Another thing Howarth does, aside from reveal little gems about the conditions Fulci had to put up with on set... such as panning around a shot with the furniture being immediately removed by repo men as said items left the camera’s field of vision because the producer owed so much money, is the regular insertion of interviews with various key people and collaborators from Fulci’s long career. Some of these are lifelong friends and others are people who only worked with him once but many of the insights are, if not always invaluable, at least entertaining. And it's especially nice to hear from one of his more frequent musical collaborators, composer Fabio Frizzi, about his working relationship with him.

It’s interesting in that Fulci’s notoriety at treating his actors and actresses like cattle (and worse) is acknowledged by almost everyone who is interviewed for this book but, as far as I can see, only one person in the book has said he was actually like that to them. One wonders if the legend of his behaviour is more of a storm in a tea cup or, perhaps more likely, the majority of people who could have been interviewed had no interest in talking to people involved with a book extolling Fulci’s virtues.

The reason this is only a fairly short review is because the only complaint I really have about this book is that, although I felt I knew a fair few of Fulci’s films better... which I’m grateful to the author for because I now know which ones to seek out and which ones to ignore... I didn’t feel I knew Fulci ‘the man’ in any way better than I had before going in and, since I knew practically nothing about him before I started reading, I guess in terms of the personality behind the films, I felt a little short changed in that respect.

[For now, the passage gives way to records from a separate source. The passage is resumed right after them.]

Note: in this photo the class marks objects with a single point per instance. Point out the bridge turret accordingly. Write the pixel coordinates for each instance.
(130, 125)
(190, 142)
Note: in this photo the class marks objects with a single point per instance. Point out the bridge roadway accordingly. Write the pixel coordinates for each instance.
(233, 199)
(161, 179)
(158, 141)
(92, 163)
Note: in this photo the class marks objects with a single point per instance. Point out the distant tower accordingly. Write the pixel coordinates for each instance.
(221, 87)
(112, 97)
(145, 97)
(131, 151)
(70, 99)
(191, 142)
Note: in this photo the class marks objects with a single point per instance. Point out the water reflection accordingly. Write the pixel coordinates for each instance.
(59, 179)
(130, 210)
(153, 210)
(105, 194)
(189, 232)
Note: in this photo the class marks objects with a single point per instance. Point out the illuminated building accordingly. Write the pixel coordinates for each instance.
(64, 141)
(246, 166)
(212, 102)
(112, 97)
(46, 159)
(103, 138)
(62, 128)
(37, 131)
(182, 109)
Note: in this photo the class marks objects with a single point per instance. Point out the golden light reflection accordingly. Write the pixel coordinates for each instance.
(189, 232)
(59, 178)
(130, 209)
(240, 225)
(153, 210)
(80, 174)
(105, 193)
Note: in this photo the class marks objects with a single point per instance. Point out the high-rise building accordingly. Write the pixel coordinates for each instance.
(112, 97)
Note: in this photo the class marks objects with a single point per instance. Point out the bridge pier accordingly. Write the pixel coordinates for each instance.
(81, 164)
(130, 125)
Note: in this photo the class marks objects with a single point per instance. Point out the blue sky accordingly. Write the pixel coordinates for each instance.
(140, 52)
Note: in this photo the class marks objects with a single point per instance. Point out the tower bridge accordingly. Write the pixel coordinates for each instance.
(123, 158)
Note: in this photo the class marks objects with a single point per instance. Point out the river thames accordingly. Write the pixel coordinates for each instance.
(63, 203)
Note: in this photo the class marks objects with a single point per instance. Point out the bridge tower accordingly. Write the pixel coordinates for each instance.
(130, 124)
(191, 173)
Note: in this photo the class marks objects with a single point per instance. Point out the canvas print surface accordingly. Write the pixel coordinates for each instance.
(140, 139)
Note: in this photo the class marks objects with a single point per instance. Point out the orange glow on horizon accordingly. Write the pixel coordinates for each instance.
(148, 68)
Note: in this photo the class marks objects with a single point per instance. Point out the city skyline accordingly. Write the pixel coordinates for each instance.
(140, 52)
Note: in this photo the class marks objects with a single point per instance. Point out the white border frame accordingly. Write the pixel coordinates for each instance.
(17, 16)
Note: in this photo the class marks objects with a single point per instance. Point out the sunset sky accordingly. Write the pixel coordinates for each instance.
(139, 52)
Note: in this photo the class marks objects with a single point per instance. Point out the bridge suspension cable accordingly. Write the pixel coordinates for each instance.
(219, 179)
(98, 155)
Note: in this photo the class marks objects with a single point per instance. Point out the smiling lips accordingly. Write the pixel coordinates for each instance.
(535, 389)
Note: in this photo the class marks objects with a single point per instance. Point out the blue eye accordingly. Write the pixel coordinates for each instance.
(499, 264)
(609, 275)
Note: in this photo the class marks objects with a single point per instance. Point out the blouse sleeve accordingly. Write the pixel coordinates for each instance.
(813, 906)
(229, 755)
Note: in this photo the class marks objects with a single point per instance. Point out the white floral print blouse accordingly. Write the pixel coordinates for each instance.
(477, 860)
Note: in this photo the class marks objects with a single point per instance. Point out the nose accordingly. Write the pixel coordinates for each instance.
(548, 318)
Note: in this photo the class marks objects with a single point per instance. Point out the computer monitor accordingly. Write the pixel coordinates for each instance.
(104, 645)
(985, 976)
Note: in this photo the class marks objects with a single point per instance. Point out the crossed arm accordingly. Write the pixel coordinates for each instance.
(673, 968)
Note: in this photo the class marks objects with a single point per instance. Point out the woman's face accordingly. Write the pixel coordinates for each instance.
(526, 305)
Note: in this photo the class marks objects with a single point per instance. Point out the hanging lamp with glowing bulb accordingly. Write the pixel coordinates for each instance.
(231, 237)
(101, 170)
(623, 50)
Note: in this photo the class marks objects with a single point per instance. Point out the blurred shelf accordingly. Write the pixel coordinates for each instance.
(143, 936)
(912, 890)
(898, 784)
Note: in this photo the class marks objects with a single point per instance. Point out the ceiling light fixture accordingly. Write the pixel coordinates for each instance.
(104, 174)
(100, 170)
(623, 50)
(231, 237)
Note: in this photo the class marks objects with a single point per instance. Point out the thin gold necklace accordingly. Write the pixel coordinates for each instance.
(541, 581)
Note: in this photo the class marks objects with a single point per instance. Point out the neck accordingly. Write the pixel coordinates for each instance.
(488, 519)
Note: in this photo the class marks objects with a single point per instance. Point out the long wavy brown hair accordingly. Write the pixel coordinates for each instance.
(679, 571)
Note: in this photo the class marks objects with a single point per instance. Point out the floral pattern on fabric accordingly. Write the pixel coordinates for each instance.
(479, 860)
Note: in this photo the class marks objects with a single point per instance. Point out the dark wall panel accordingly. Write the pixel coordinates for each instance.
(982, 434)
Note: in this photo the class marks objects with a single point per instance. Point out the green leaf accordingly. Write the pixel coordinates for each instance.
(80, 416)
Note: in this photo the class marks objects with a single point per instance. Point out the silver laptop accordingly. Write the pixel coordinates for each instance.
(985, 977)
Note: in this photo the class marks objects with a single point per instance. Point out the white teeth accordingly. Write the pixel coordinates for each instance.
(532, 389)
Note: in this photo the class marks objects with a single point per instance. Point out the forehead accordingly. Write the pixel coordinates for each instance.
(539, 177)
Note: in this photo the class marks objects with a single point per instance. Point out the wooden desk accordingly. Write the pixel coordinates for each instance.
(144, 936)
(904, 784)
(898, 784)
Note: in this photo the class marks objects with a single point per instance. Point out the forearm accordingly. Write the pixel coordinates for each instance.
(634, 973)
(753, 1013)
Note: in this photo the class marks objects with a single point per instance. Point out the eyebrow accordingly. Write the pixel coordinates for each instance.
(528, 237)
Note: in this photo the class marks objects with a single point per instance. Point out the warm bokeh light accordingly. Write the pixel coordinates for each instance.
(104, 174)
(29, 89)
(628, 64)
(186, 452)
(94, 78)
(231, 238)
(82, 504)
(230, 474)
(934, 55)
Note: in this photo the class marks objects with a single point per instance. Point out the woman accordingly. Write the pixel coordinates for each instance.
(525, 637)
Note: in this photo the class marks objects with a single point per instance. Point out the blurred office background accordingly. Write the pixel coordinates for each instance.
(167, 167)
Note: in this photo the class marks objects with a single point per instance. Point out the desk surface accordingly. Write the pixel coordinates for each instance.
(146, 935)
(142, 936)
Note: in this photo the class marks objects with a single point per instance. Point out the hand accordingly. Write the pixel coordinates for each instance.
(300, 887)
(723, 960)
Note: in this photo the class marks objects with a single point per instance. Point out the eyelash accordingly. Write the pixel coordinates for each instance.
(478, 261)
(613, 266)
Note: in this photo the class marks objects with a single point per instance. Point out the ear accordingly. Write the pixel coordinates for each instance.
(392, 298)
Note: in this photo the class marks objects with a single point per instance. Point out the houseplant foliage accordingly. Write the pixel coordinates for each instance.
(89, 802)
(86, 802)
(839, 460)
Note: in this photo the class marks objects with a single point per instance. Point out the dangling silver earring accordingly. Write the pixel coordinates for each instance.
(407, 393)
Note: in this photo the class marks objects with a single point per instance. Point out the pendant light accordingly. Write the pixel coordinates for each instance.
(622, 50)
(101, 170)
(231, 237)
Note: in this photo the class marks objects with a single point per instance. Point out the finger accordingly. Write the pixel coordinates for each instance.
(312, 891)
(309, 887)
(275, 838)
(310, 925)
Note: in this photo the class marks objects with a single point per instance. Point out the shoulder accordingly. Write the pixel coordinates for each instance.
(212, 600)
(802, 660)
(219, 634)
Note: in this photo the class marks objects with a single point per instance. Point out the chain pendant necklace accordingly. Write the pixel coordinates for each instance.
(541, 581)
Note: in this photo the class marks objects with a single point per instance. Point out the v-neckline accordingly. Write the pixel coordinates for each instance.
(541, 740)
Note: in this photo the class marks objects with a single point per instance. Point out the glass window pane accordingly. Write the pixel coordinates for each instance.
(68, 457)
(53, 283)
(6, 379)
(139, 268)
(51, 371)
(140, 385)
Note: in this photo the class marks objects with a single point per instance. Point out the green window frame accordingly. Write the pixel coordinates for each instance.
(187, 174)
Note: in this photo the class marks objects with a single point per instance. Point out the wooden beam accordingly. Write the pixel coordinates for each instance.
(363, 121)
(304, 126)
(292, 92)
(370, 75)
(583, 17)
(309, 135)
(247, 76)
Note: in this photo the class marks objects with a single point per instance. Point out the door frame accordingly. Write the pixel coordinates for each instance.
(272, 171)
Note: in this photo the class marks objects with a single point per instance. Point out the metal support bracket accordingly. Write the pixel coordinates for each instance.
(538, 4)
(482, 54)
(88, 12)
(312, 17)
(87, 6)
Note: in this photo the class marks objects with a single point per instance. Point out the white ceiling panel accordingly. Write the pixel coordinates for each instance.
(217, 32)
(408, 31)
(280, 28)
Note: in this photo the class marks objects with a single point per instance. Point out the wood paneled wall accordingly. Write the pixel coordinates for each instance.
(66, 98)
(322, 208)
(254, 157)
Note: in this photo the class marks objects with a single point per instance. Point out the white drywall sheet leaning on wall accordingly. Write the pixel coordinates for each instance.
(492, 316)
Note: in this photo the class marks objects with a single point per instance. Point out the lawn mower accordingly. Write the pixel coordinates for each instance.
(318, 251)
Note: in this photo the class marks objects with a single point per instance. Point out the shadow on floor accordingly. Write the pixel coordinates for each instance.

That being said, the writer had me on his side straight away by rejecting the claim, early on in the book, that the non-Fulci film Perfume Of The Lady In Black (reviewed here) is, in any way, a giallo film. Sure, it uses the cinematic language of the gialli being made at the time but, if it was going to have to be pigeon-holed into a particular genre of Italian exploitation cinema... giallo is not the one I would label put it in (and to label it would give away the ending of the movie to anyone who’s not seen it so I’m not commenting further on that here). Howarth is a writer I now trust to write competently and informatively about various aspects of cinema and I shall be seeking out further books from this gentleman in future, I think. If you are a relative Fulci novice, like me, then you will find a lot of information in this book and it’s written in an accessible and entertaining way. If you are more of an expert, well I think the ‘devil’s honey’ is in the detail and I believe you will still find this one informative for all the many nuggets of information about various other figures involved with Italian cinema at the time. Whichever camp you are in, Splintered Visions - Lucio Fulci And His Films is a strong recommendation from me as I think this is an indispensable book for people interested in this man’s work... if not necessarily the man himself.